L'Explication Prémisse
Cet article fixe les règles de conclusion et la durée des accords d'intéressement. En principe un accord d'intéressement doit être signé pour une durée comprise entre 1 et 5 ans et peut être négocié selon quatre voies : convention/accord collectif, accord avec les syndicats représentatifs, accord passé au sein du CSE, ou ratification par au moins les deux tiers du personnel d'un projet proposé par l'employeur. Si des syndicats représentatifs ou un CSE existent, la demande de ratification doit être faite conjointement par l'employeur et au moins l'une de ces instances. Si personne n'engage de renégociation dans les trois mois avant l'échéance et que l'accord initial prévoit la tacite reconduction, l'accord se renouvelle automatiquement pour la même durée (réitérable). En dérogation, quand l'entreprise n'est pas couverte par un accord de branche agréé, un employeur d'une petite entreprise (moins de 50 salariés) peut instaurer un régime d'intéressement par décision unilatérale (durée 1–5 ans) si l'entreprise est dépourvue de délégué syndical et de CSE, ou après échec de négociation (procès-verbal de désaccord). Le CSE doit être consulté au moins 15 jours avant le dépôt auprès de l'administration ; l'employeur informe les salariés “par tous moyens”. Le régime unilatéral vaut accord d'intéressement au sens fiscal (article 81 CGI).
Exemple A (petite entreprise) : Sophie dirige une PME de 8 salariés. Il n’y a ni délégué syndical ni CSE. Elle décide, par décision unilatérale, d’instaurer un intéressement de 2 ans. Elle informe tous les salariés par courrier et affichage, consulte (si existait) et dépose le régime auprès de l’administration. Ce dispositif vaut accord d’intéressement aux fins fiscales. Exemple B (entreprise plus grande) : L’entreprise Beta (80 salariés) négocie un accord d’intéressement au sein du CSE pour une durée de 3 ans. L’accord prévoit la tacite reconduction. À l’approche de l’échéance, aucune des parties ne demande de renégociation dans les 3 mois précédant la date d’échéance : l’accord est donc renouvelé automatiquement pour 3 ans.
- Durée : tout accord d'intéressement doit être conclu pour une durée comprise entre 1 et 5 ans.

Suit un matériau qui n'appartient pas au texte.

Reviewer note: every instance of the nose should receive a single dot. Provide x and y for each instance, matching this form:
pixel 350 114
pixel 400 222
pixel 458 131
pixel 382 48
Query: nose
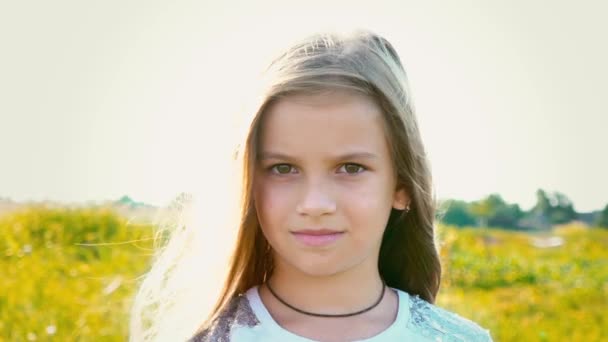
pixel 316 200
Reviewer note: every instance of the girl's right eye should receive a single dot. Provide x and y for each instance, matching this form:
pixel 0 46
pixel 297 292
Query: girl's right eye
pixel 281 169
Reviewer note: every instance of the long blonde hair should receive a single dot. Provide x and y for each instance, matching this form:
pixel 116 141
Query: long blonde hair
pixel 365 63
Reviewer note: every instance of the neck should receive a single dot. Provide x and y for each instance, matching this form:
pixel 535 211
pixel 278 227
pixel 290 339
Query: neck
pixel 338 293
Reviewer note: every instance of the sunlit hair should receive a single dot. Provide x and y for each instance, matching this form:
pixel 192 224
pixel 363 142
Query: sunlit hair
pixel 364 63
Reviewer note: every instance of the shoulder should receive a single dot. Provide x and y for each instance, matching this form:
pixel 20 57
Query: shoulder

- Modalités de conclusion : 4 voies possibles — accord collectif, accord employeur‑syndicats représentatifs, accord au sein du CSE, ou ratification par les deux tiers du personnel d’un projet proposé par l’employeur.
- Ratification : lorsqu’il existe des syndicats représentatifs ou un CSE, la demande de ratification doit être faite conjointement par l’employeur et l’une (ou plusieurs) de ces instances.
- Tacite reconduction : possible si l’accord initial le prévoit et si aucune partie n’a demandé la renégociation dans les 3 mois précédant l’échéance ; la reconduction peut se répéter.
- Dérogation pour les petites entreprises : en l’absence d’accord de branche agréé, l’employeur d’une entreprise de moins de 50 salariés peut instaurer un régime d’intéressement par décision unilatérale s’il n’y a ni délégué syndical ni CSE.
- Mise en place après échec de négociation : si, pour une entreprise <50 salariés, une négociation (selon 1° ou 3° du I) a été engagée mais n’a pas abouti, l’employeur peut instaurer un régime unilatéral après établissement d’un procès‑verbal de désaccord consignant les dernières propositions.
- Consultation et dépôt : le CSE doit être consulté au moins 15 jours avant le dépôt du régime auprès de l’autorité administrative.
- Information des salariés : l’employeur informe les salariés du régime unilatéral par tous moyens.
- Effet fiscal : le régime d’intéressement mis en place unilatéralement vaut accord d’intéressement au sens de l’article 81 du CGI (conséquences fiscales et sociales spécifiques).
- Exceptions : le titre reste applicable au régime unilatéral sauf pour les articles L.3312‑6 et L.3314‑7 du Code du travail (non applicables à ce régime).